# Need some advice about slingshot



## tastetickles (Jul 3, 2017)

Hey ladies and gentlemen, so I'm thinking of getting another slingshot after playing with the torque. However this time I wanna try TTF but still stay with using looped tubes, what slingshot fits these requirements ? I looked it up on internet but most of them are banded, some do mention they accept tubes but doesn't say whether it's TTF or OTF. I was watching the ocularis video from simpleshot and in the end looped tubes should be used with the aluminium version only. Are looped tubes only meant for OTF?

Ty


----------



## Cjw (Nov 1, 2012)

You can attach looped tubes ttf on the scout with the flip clips.

Sent from my iPhone using Tapatalk


----------



## tastetickles (Jul 3, 2017)

Cjw said:


> You can attach looped tubes ttf on the scout with the flip clips.
> 
> Sent from my iPhone using Tapatalk


Ty.
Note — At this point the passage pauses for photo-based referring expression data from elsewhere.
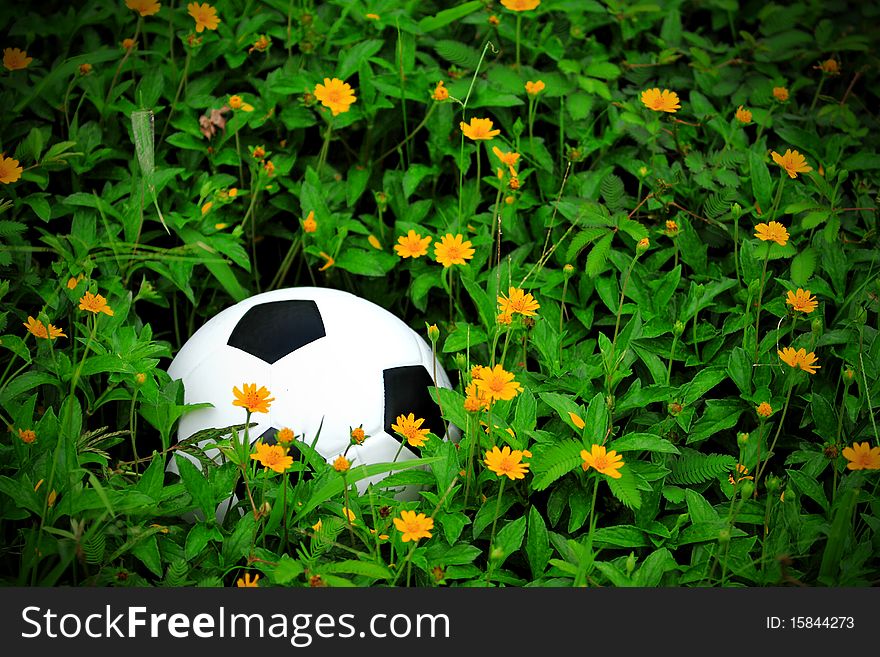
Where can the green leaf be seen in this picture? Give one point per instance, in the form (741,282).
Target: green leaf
(803,265)
(197,486)
(809,487)
(555,462)
(509,539)
(739,369)
(447,16)
(626,489)
(598,255)
(761,182)
(538,550)
(648,442)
I was looking at the scout on simpleshot website, does anyone know whether the limited color scout is gen 2 material?


----------



## Cjw (Nov 1, 2012)

I believe all the scouts are the gen 2 material now.
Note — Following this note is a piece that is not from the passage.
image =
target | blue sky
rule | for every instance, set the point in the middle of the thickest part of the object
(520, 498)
Sent from my iPhone using Tapatalk


----------



## Tag (Jun 11, 2014)

I'm not 100% if Pocket Predator is making these Lil Rangers, but if he is they are fit the n your hand love i.e. a glove.


----------



## Tag (Jun 11, 2014)

I'm not 100% if Pcket Predator is making these Lil Rangers, but he if is they are fit in your hand like a glove.


----------



## tastetickles (Jul 3, 2017)

Tag said:


> I'm not 100% if Pcket Predator is making these Lil Rangers, but he if is they are fit in your hand like a glove.


Thanks I'll look into that as well


----------



## Jolly Roger (Aug 14, 2017)

From what you've described I'll bet you will like the Alley Cat by Jack Koehler on eBay for $69. Shoots looped tubes or looped bands.


----------



## tastetickles (Jul 3, 2017)

Ordered a Scout and a Beanflip from Simpleshot. Been waiting 3 weeks for it to arrived, its killing me.


----------